The council has won a £25,000 grant from the highly competitive Engaging Libraries Programme.

The new initiative aims to engage West Lothian communities by providing a series of opportunities for researchers to listen to local people – with a specific emphasis on teenagers.

Through this research, a programme of activities will be designed, working with local schools as well as a Youth Advisory Group.

Topics explored will comprise of human-robot interactions, health technologies and healthy cities.

 

Almost half of all UK library services applied to the Engaging Libraries programme, which is run by The Carnegie UK Trust, Wellcome and the Wolfson Foundation.

It brings vital research projects at universities into the heart of local communities, using libraries to encourage and share learning.

Executive councillor for culture and leisure, Dave King said: “The council is delighted to have been awarded funding from the Carnegie UK Trust.

“West Lothian’s Libraries are currently working to reduce inequalities, increase a sense of health and wellbeing in the community, reduce social isolation, improve mental health and to contribute to an increase in community confidence.

“The key theme of the project is about listening to what our communities need and we want to create a real sense that libraries are hubs for exchanging ideas.”

Sarah Davidson, CEO of the Carnegie UK Trust said: “Engaging Libraries is all about giving people the opportunity to access, use and respond to research.
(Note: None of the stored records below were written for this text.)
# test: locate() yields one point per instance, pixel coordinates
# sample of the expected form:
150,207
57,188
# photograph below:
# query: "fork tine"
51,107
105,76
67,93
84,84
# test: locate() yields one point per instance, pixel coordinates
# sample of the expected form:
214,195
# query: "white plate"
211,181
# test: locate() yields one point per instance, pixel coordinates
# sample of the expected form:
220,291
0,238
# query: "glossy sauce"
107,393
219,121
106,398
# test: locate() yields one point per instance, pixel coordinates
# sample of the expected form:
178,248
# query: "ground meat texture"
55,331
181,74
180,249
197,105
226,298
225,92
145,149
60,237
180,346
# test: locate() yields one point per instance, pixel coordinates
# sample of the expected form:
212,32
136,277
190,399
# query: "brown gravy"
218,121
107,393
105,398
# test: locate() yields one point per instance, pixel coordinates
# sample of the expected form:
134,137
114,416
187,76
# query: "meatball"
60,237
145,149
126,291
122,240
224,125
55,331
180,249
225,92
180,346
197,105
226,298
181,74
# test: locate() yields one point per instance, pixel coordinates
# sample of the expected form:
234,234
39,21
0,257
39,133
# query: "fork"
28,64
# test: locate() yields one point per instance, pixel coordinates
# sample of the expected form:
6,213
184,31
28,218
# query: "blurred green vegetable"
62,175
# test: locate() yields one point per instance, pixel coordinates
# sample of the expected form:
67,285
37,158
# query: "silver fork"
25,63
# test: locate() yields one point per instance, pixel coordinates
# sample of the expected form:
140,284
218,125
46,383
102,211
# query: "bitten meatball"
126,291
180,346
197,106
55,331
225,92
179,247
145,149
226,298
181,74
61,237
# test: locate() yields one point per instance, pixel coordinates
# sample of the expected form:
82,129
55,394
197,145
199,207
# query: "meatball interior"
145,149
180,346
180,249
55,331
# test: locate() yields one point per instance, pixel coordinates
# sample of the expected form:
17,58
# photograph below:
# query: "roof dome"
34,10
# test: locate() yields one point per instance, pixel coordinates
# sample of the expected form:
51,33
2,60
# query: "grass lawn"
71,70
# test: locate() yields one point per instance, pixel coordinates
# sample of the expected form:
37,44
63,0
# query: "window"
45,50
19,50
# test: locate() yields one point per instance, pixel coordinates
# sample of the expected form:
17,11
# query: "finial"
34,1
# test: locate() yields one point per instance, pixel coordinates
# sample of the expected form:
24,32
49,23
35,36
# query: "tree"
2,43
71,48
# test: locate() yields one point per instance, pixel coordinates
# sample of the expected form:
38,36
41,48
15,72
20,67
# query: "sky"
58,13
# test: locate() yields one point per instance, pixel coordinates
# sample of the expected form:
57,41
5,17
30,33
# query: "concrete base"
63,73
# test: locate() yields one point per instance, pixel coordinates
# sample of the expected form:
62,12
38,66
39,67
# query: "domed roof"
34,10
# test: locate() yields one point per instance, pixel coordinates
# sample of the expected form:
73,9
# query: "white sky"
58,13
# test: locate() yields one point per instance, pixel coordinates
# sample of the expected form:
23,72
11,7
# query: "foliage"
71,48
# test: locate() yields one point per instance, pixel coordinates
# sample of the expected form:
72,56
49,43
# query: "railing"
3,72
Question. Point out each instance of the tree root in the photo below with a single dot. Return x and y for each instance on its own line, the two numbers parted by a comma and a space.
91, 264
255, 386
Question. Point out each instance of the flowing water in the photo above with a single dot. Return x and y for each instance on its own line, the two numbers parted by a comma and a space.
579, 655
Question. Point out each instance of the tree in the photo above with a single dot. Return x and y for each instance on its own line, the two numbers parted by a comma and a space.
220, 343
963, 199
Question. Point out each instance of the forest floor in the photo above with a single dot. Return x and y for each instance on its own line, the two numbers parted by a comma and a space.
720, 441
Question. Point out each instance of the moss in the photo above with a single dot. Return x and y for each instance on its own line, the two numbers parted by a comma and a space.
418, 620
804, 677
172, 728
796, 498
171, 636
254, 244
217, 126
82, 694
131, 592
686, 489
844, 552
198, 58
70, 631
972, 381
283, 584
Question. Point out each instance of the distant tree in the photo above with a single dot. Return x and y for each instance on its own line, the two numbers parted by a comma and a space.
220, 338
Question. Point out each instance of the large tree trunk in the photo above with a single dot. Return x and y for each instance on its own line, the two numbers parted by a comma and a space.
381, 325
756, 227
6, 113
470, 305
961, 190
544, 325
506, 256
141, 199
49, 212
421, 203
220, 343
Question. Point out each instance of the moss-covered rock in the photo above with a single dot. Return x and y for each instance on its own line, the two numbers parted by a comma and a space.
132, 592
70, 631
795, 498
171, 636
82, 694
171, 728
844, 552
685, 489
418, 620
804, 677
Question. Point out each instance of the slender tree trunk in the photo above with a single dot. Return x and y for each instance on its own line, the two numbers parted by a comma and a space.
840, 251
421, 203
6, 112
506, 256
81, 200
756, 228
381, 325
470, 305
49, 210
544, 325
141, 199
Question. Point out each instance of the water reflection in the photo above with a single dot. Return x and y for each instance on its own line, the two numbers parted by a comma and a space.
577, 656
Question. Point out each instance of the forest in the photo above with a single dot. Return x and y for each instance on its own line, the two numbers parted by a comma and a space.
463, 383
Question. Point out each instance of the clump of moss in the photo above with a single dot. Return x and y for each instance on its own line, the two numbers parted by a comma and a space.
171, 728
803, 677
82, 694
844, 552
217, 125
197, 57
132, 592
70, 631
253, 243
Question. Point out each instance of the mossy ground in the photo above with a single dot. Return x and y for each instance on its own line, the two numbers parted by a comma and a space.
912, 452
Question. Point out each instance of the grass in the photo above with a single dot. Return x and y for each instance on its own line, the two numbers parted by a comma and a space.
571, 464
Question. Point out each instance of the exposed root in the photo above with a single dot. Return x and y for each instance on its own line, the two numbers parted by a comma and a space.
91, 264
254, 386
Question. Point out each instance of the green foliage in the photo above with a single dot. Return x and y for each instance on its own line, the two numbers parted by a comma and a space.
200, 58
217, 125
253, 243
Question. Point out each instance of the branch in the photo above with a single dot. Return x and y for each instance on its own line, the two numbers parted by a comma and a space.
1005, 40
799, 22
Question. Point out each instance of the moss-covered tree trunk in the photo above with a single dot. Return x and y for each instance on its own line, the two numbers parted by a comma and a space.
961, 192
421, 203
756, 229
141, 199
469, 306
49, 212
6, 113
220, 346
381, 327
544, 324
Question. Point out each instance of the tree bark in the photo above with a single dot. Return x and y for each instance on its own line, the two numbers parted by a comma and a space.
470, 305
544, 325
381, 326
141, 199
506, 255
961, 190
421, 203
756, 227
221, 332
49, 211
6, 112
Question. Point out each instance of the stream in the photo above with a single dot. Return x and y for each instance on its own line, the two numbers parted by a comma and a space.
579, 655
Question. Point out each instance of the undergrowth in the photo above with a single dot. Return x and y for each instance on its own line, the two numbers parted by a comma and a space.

Libraries have a unique position as trusted, safe spaces at the heart of our communities, and this programme is designed to help people explore new ideas and even play a role in influencing research.

 

“The process will also give university researchers a great opportunity to make connections between their ideas, research findings and the knowledge and experiences of local communities. We are really looking forward to working with all the winning projects.”

Simon Chaplin, director of culture and society, Wellcome said: “We are delighted to be supporting a second phase of Engaging Libraries with the Wolfson Foundation and Carnegie UK Trust. We saw a strong demand from the library sector in how they could connect together people’s ideas and interests to research, we hope that this helps stimulate new partnerships and ideas and changes the way libraries can develop their social innovation role.”

Paul Ramsbottom, chief executive of the Wolfson Foundation said “We are delighted to be working in such fruitful partnership with Carnegie and Wellcome. These are important and intriguing projects, with a wonderful regional spread and tackling some complex, challenging, crucial issues for society. We also hope that these projects will act as exemplars for how public libraries and research institutions can work together.”

The 14 projects selected to be part of Engaging Libraries will undertake a development period of up to six months, supported by the Engaging Libraries team and a bespoke programme of events and workshops to further develop and refine their project ideas before launching their activities.